“You’re having
another boy?! So sorry!”
“Ah, that’s too
bad. You were probably wishing that you were going to have a
girl.”
My wife and I
just found out that our fourth child-to-be-born, Lord willing,
is our fourth son. (Another little baby of ours died in a
miscarriage last spring before we could learn if he or she was a
he or she.) We happily made the news public, but much more
often than not, the reactions were the ones that I cited for you
above…which are verbatim quotations.
It’s now your
turn to guess whose mouths uttered these words. If you guessed,
“your friendly neighborhood NARAL lobbyist?” you would have to
guess again. If you tried, “your non-believing co-workers?” you
would have an oh-and-two count against you. I’ll give you a
hint: pro-life friends and acquaintances….Go ahead, take one
more swing at it. “Pro-life friends and acquaintances?” Yes,
you got it! Nice hit! (How did you ever make the connection?)
Now, if you have
more children than the national norm, or if you have adopted
interracially, or if you have a child with Down’s syndrome, then
you hit the ball out of the park on the first swing. It did not
take you three guesses, because you’ve heard these kinds of
comments—and much more unkind ones—from pro-life friends and
acquaintances, and probably from family, too. When my wife and
I told people that we were pregnant again just three months
after the birth of our first son, one pro-life (I’ll just say
“relative”) relative expressed dismay at the news. “Again? So
soon? Are you sure that you are ready for another?”
Believe it or
not, I am not writing this to vent. But these
recent puzzling statements from pro-life friends and
acquaintances spurred me finally to sit down and write on a
subject that has been on my mind for quite some time. I have
long been trying to answer the question: Why are we having
children?
The most typical
positive answer to that question—you hear it from well-meaning
people all the time—is not satisfying to me. Worse, it has a
dark undertone that those who love the precious gift of life
should not be imparting: “Children give you so much joy.” You
should have children, many will opine, because they can bring
you joy. Okay, but by the same logic, you should not
have children if you think that they will not bring you
joy. I actually agree with the second statement if you
are not married and not pregnant: if you don’t see children as
gifts from God, then you should remain celibate and
childless…and fifty feet away from any child.
The tragedy of
our nation is that, more than three thousand times every day,
the maxim “you should not have children if you think that they
will not bring you joy” is used against a child who is already
alive. And, as I see it, anytime that you answer the query as
to why you’ve had children with, “Because they’ve brought us so
much happiness,” you are reinforcing the popular cultural notion
that a child is nothing more than a pawn in the grand game to
maximize your own personal pleasures.
My wife and I
share the good news of our pregnancies right away: when there
is a double blue line on the pee-stick, Verizon stock goes up.

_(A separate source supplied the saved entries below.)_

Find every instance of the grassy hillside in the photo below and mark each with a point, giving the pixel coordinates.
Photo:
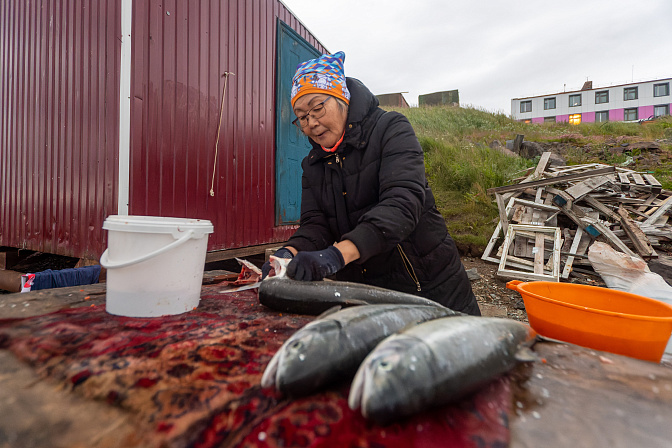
(461, 166)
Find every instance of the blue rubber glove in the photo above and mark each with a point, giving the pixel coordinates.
(308, 266)
(280, 253)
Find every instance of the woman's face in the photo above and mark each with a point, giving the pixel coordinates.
(328, 129)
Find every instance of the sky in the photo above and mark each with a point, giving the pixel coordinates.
(492, 51)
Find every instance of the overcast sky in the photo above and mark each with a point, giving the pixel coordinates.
(493, 50)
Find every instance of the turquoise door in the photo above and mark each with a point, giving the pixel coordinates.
(291, 145)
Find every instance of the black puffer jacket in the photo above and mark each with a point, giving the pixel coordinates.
(373, 192)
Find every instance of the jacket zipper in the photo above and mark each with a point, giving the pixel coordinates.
(409, 268)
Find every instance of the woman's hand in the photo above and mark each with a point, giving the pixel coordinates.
(283, 252)
(315, 265)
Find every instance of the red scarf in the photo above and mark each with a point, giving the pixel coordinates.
(335, 147)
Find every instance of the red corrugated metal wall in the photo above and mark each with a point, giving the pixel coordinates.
(59, 122)
(59, 97)
(180, 52)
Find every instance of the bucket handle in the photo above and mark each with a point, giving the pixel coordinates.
(104, 262)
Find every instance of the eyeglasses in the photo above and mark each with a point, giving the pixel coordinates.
(315, 112)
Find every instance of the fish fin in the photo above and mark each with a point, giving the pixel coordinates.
(540, 338)
(410, 325)
(357, 389)
(268, 378)
(355, 302)
(331, 310)
(525, 354)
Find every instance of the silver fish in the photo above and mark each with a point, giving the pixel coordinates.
(282, 293)
(294, 296)
(435, 363)
(330, 348)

Invariably, people then ask us, “Do you want a boy or a girl?”
I didn’t know there were M and F boxes on the pee-stick to check
off! My response to that question has always been (and I do try
to say this gently), “I don’t know if our baby is a boy or a
girl, so I am not going to wish that he or she is something that
he or she might not be.”
“But don’t you
wish that you were having a girl?” You might as well ask me,
“Don’t you wish that Joshua [our oldest—now 6] was a girl?”
“Again? So
soon? Are you sure that you are ready for another?” Um, dear
______ of mine, the baby is already here.
What kind of
question is that?! (Venting.) What are you trying to say? If
we aren’t ready, then…what? Your question sounds
like the hook in the sales pitch at the other end of
1-800-PlanPar.
Well, what about
Psalm 127:4 – 5a? “Like arrows in the hands of a warrior, so
are the children of one’s youth. How blessed is the man whose
quiver is full of them….” Picturing all those millions of
little spermatozoa darting their way towards the egg, I can’t
help but think that God’s use of the word “arrows’ for children
was an attempt at reproductive humor. (And a very good joke,
too! I might add. Not a good idea to heckle the Creator.)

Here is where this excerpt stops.